Opening Friday 24 from 18:00
25.01 – 21.02
Galerie Drei Ringe
Antonienstraße 59 (Rolf-Axenstraße)

This unique exhibition is organised by Büro für kulturelle Übersetzungen and curated by Kristina Semenova. The exhibition uses the life and archive of artist Erich Glas as a starting point. The artist was born in Germany in 1897, fought as a commando soldier and aerial photographer and observer in the first World War, and afterwards became one of the first students of Bauhaus. With the rise of the Nazi regime, the artist subsequently fled to Palestine. His journey from the war to Weimar to Kibbutz life is documented through photographs and paintings. A selection of these will be on show at the exhibition alongside works of four artists from Leipzig and Tel-Aviv (Yochai Avrahami, Luise Schröder, Emanuel Mathias and Melina Weissenborn) that have responded directly to the archive.


In This World

Opening 10.01 from 19:00 – 23:00
11.01 – 08.02
Galerie ARTae
Gohliser Straße 3

The gallery presents artists from Germany with a prominent representation of those from Leipzig. This group exhibition brings together three female artists Caroline Kober, Sylvia Perlet-Pfefferkorn, Constanze Zorn working in the field of drawing and painting.

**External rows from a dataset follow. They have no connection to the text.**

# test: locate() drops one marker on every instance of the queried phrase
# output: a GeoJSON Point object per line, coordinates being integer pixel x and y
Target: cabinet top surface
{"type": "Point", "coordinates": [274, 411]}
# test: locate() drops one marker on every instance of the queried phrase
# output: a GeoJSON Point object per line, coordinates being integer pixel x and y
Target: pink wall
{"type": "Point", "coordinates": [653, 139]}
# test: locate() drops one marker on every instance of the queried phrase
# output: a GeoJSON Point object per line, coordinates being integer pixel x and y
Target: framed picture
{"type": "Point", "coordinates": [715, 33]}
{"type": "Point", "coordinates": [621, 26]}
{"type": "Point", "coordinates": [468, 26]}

To end January’s list, we are heading beyond Leipzig to Dresden… This exhibition is closing this month and one not to miss given its historic value in the context of the city, the GDR, Saxony and Germany!

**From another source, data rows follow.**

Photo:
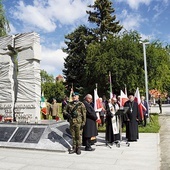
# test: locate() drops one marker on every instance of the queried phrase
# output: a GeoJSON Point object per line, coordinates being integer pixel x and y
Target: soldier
{"type": "Point", "coordinates": [76, 112]}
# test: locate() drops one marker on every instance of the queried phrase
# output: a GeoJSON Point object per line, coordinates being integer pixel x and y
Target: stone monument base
{"type": "Point", "coordinates": [47, 135]}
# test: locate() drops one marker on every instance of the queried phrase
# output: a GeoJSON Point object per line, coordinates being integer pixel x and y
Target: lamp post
{"type": "Point", "coordinates": [146, 74]}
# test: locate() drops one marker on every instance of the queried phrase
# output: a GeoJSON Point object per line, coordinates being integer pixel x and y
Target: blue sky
{"type": "Point", "coordinates": [53, 19]}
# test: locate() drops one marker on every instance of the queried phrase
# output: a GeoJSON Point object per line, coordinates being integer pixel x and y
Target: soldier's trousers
{"type": "Point", "coordinates": [76, 133]}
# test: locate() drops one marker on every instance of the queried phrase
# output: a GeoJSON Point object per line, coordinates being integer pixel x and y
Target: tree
{"type": "Point", "coordinates": [51, 88]}
{"type": "Point", "coordinates": [123, 56]}
{"type": "Point", "coordinates": [76, 69]}
{"type": "Point", "coordinates": [4, 24]}
{"type": "Point", "coordinates": [74, 64]}
{"type": "Point", "coordinates": [102, 17]}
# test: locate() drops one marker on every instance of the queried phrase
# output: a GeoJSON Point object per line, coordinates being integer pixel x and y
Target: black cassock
{"type": "Point", "coordinates": [110, 136]}
{"type": "Point", "coordinates": [131, 120]}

A.R. Penck/Wolfgang Opitz: Louisenstrasse, Super-8-Film, 1971. Filmstill Courtesy Wolfgang Opitz/© Archiv Thomas Claus – Courtesy of Städtische Galerie Dresden

A.R.Penck „Ich aber komme aus Dresden (check it out man, check it out).”

Final day January 12th
10:00 – 18:00 daily except Monday
Albertinum Dresden
Tzschirnerplatz 2

A.R. Penck was born as Ralf Winkler in Dresden in 1939. Growing up in the post-war years in East Germany his art practice became philosophically and aesthetically against the regime in which he lived. He was a key player in the ‘underground’ art scene of the East. As a result, he was eventually asked to leave to the West in 1980. This exhibition spans his whole artistic practice presenting his creative responses to the social issues that engulfed the periods pre- and post-reunification in Germany as well as a global perspective.

Clementine is an independent curator interested in historic and contemporary structures that empower cultural exchange. She is a British native that sees herself in a semi-permanent self-exile. She is currently planning to settle by a Saxon lake, but next year the dream may be entirely different.